“Selamat ulang tahun, Cantiknya Chandra,” ucap Haksara lembut pada sang kekasih. Kedua tangannya terulur memegang kue ulang tahun dengan banyak hiasan di atasnya, seperti whipped cream dan stroberi kesukaan Ranindya.

Ranindya, yang diberi kejutan seperti itu tidak dapat menyembunyikan senyum manisnya. Sepasang manik selegam senjanya berbinar indah. Di dalam bagasi mobil van pada sore menjelang malam hari itu, ditemani dengan kicauan burung serta deburan ombak yang menari, gadis cantik itu merayakan ulang tahun ke sekian untuk pertama kalinya bersama sang kekasih.

“Makasih, ya, Chan,” balas Ranindya tak kalah lembut. Senyumnya masih belum pudar dari wajah cantiknya.

“Ayo, tiup lilinnya,” ujar lelaki manis itu.

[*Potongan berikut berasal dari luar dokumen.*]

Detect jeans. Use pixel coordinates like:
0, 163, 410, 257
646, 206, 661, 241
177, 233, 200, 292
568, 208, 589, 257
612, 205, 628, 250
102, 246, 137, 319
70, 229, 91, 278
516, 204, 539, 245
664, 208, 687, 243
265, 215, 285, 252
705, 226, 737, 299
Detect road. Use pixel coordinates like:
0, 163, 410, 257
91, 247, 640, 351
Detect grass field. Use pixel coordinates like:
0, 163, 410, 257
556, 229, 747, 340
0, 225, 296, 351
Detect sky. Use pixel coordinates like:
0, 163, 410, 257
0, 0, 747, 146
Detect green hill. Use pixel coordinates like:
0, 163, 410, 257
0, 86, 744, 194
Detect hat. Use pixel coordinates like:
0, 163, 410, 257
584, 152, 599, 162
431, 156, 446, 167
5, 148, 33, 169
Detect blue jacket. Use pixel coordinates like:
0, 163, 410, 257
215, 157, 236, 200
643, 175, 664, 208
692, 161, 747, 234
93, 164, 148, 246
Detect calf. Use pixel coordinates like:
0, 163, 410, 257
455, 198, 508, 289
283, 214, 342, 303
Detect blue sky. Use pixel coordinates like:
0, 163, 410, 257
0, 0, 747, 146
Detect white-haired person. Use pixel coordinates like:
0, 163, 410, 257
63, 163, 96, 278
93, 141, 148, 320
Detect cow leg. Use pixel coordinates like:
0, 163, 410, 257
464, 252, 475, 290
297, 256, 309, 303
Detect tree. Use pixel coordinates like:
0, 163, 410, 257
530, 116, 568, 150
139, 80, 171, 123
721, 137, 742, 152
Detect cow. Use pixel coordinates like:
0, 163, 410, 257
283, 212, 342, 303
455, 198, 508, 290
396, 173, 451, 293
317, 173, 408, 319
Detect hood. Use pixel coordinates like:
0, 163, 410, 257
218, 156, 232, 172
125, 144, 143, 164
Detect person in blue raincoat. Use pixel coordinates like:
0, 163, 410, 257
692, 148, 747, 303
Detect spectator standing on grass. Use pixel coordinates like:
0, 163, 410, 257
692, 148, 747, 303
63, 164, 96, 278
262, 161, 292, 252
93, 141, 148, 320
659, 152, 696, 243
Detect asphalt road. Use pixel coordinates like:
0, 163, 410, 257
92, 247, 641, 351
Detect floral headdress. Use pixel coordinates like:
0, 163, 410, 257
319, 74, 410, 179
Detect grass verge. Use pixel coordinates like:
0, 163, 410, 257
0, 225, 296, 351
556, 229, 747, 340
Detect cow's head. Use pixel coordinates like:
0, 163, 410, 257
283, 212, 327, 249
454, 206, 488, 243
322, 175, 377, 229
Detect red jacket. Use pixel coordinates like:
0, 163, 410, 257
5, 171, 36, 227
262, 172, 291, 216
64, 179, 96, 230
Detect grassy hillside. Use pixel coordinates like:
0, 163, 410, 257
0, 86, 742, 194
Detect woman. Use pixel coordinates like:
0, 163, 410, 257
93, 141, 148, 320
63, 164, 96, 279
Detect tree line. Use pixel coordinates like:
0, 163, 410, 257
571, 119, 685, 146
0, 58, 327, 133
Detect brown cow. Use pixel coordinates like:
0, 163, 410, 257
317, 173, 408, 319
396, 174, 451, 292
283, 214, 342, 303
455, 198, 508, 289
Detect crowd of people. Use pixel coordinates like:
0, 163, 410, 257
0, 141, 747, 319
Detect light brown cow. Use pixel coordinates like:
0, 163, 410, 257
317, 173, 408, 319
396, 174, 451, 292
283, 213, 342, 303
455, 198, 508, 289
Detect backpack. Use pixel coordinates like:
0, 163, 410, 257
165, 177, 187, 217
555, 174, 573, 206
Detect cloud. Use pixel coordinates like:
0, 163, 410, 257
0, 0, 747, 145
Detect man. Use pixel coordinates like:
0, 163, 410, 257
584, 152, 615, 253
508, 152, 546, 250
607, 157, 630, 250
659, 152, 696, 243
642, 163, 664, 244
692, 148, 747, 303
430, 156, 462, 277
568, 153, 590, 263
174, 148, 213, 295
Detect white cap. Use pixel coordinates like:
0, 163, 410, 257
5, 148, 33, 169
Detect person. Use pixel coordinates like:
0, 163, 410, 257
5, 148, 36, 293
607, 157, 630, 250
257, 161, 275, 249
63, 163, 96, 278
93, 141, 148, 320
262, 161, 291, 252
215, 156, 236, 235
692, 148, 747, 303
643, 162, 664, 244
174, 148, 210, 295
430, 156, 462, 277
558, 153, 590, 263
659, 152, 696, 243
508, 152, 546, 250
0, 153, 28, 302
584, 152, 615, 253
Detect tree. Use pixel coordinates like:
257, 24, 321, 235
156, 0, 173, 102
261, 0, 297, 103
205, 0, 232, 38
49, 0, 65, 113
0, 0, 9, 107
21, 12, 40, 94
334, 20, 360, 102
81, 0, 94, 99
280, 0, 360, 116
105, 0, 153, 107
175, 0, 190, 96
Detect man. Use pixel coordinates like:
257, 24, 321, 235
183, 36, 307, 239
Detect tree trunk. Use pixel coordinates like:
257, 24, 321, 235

Diberi perintah seperti itu, Ranindya mengatupkan kedua tangannya lalu memejamkan matanya erat. “Semoga di ulang tahun aku seterusnya, kita masih bareng-bareng,” ujar Ranindya untuk kemudian meniup satu per satu lilin kecil dengan berbagai warna yang ada di atas kue ulang tahunnya.

Sebelah tangan kekar Haksara bergerak merengkuh gadisnya agar masuk ke dalam dekapannya. Tangan itu mengusap pelan punggung sempit Ranindya. “Semoga sehat dan bahagia selalu, ya, Kesayangannya Chandra,” kata lelaki manis itu.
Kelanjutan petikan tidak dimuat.